John B. Cooksey is being posthumously inducted into the Wyoming Aviation Hall of Fame. (Courtesy WYDOT, Wyoming Aeronautics Commission)

CASPER, Wyo. — A World War II veteran and longtime flight instructor is being posthumously inducted into the Wyoming Aviation Hall of Fame.

John B. Cooksey, who died on April 24, 1986, was inducted into the Hall of Fame as recognition for a “stellar and lengthy career as a flight instructor and Federal Aviation Administration (FAA) designated flight examiner in Wyoming,” a Tuesday press release from WYDOT and the Wyoming Aeronautics Commission said.

Cooksey was born in Newcastle on June 18, 1921, and grew up on the Cooksey Ranch along the Cheyenne River. When World War II broke out, Cooksey joined the Naval Aviation Cadet Program and trained in Le Mars, Iowa.

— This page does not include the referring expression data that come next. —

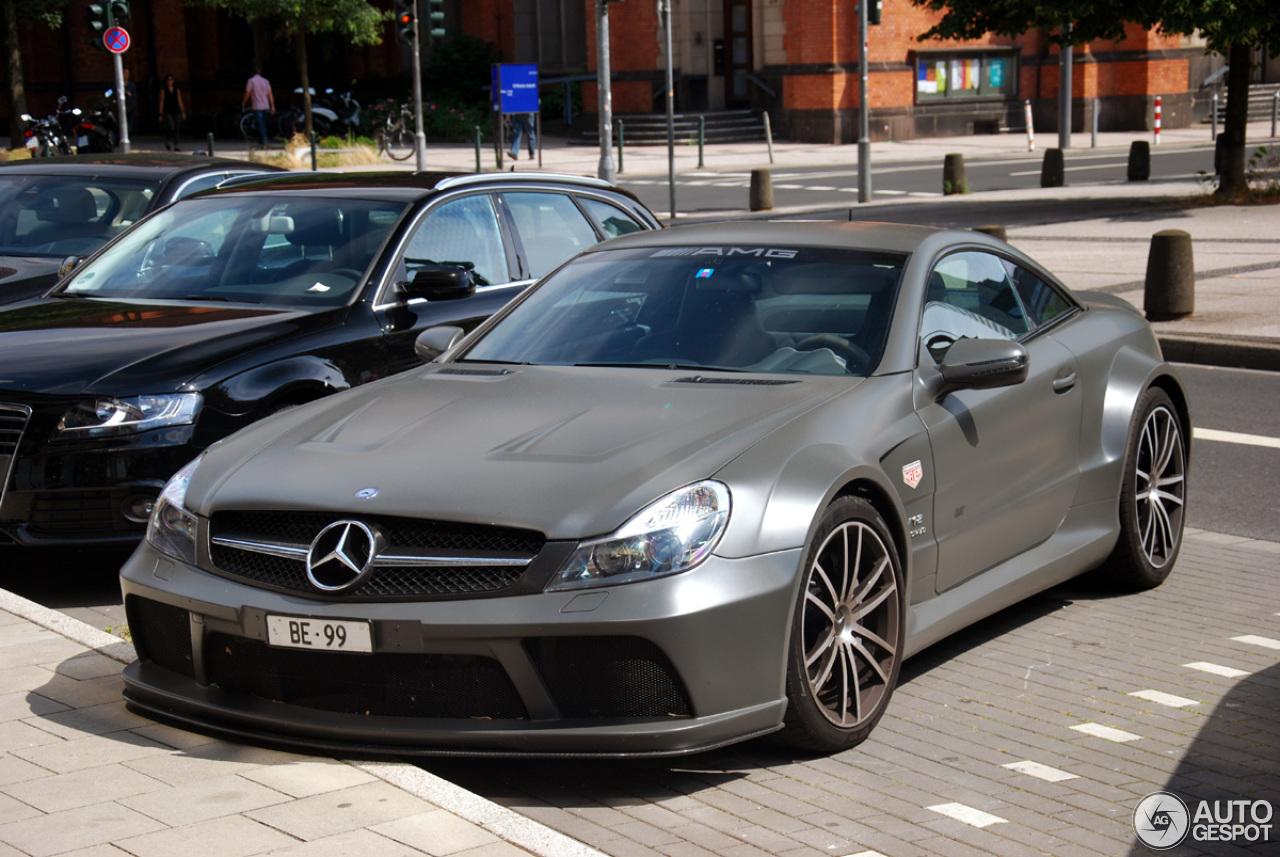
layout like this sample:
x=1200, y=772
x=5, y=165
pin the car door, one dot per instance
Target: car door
x=1006, y=461
x=465, y=230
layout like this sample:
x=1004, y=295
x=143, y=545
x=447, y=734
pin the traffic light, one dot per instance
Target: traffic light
x=435, y=18
x=99, y=18
x=405, y=19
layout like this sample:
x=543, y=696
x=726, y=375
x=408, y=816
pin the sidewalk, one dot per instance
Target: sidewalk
x=81, y=775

He served on aircraft carriers in the Pacific Theatre as an Aviation Machinist Mate Third Class.

“After the war, he continued to serve in the Navy, where he was stationed in California,” the press release said. “While there, he resumed his flight instruction and earned his private and commercial licenses, his multi-engine rating, and Certified Flight Instructor certificate.

“After his Naval service, he worked for his brother-in-law at Burton Air Service in Hyannis, Nebraska, where he taught flight instruction and sold aircraft.”

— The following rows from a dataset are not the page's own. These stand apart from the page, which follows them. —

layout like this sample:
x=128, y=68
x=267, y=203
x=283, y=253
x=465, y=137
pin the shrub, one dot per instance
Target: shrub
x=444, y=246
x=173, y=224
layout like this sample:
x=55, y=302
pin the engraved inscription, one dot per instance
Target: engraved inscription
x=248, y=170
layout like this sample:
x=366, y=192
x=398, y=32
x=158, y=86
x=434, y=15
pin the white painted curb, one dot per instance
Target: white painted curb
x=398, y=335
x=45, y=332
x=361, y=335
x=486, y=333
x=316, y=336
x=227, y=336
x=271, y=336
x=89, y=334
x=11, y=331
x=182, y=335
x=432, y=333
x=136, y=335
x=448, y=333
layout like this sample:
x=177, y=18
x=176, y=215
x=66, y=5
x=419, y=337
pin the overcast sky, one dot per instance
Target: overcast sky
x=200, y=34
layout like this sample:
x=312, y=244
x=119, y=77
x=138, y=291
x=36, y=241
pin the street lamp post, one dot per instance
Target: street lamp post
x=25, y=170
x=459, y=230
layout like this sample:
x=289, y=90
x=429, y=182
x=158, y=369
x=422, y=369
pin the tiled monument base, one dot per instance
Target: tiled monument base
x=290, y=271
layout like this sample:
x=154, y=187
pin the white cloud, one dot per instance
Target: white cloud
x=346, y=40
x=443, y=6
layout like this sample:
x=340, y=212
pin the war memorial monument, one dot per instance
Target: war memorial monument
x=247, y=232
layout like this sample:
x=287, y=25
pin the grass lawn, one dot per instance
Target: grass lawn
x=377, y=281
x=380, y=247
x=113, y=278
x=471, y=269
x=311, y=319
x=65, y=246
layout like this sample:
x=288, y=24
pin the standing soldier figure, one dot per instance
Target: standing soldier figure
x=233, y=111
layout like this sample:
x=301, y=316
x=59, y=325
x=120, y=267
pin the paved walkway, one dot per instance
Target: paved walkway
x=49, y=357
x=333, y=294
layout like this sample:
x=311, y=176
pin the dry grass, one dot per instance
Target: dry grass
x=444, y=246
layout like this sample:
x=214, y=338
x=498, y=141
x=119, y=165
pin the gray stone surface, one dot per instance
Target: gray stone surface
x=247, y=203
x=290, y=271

The oil boom brought Cooksey back to Wyoming in 1952. He worked in the oil industry before moving to Casper in 1955, where he worked as an inspector for the Wyoming Oil & Gas Commission and operated a Phillips 66 station, the press release said.

Cooksey joined Hailair in 1964 and served as a flight instructor and commercial pilot.

“Hailair became Seeley Flying Service, where Cooksey remained until he established his own business, Intermountain Aviation, in 1967,” the release added. “To expand his capabilities, he earned his Instrument Rating, Instrument Instructor, Ground Instructor, and Instrument Ground Instructor ratings. Intermountain Aviation became a Veterans Affairs (VA) and FAA-approved flight school.

“Cooksey also earned the distinctive Gold Seal Flight Instructor Certificate, and he was an FAA Accident Prevention Counselor. Cooksey’s primary focus was flight instruction. As a flight instructor, he instructed as many as 400 student pilots over the span of 40 years. Between 1968 and 1985, he administered 223 flight examinations. In his role as a flight examiner, he also mentored many flight instructors.”

Intermountain Aviation’s fleet included Cherokee 140 and 180 models, the press release said.

“Cooksey believed in the importance of tail wheel training, so his fleet also included Cessna 170 tail wheel airplanes,” the release added. “Intermountain had a contract with Wyoming Pipeline Company, Wyoming Refining Company, and Northwest Crude Inc. In this capacity Cooksey mostly flew as a pipeline inspector.

“He was active in the Civil Air Patrol and was heavily involved in its cadet program. An annual tradition that he valued very much was offering rides to residents of the Wyoming Life Resource Center (then known as the Wyoming Training School) in Lander. He also assisted during blizzards with aerial supply drops for rural residents and provided other aerial services around the state.”

In terms of his family, Cooksey married Grace Dutrow on Aug. 19, 1953, and they had a son named Donnie.

“Also having a passion for aviation, Donnie took flight instruction from his father and himself became a professional pilot,” the release said.

The Cooksey family will be hosting a fly-in and Hall of Fame induction ceremony on Saturday, Sept. 17 at the Newcastle Airport’s County Hangar. The fly-in will begin at 7 a.m. with breakfast served to attendees. The induction ceremony will begin at 10 a.m. All who wish to attend are welcome, the release said.

“The Wyoming Aviation Hall of Fame was founded in 1995 as a non-profit, publicly supported, tax-exempt organization dedicated to honoring individuals who have made outstanding contributions to the establishment, development, and/or advancement of aviation in Wyoming,” the release added. “The organization comprises a board of directors and operates in conjunction with the Wyoming Aeronautics Commission. Board members include Kent Nelson, retired USAF colonel and former Wyoming Aeronautics Commissioner; Dean McClain, who operates an aerial spraying business in Torrington; and John Waggener, a University of Wyoming archivist and Wyoming transportation historian.”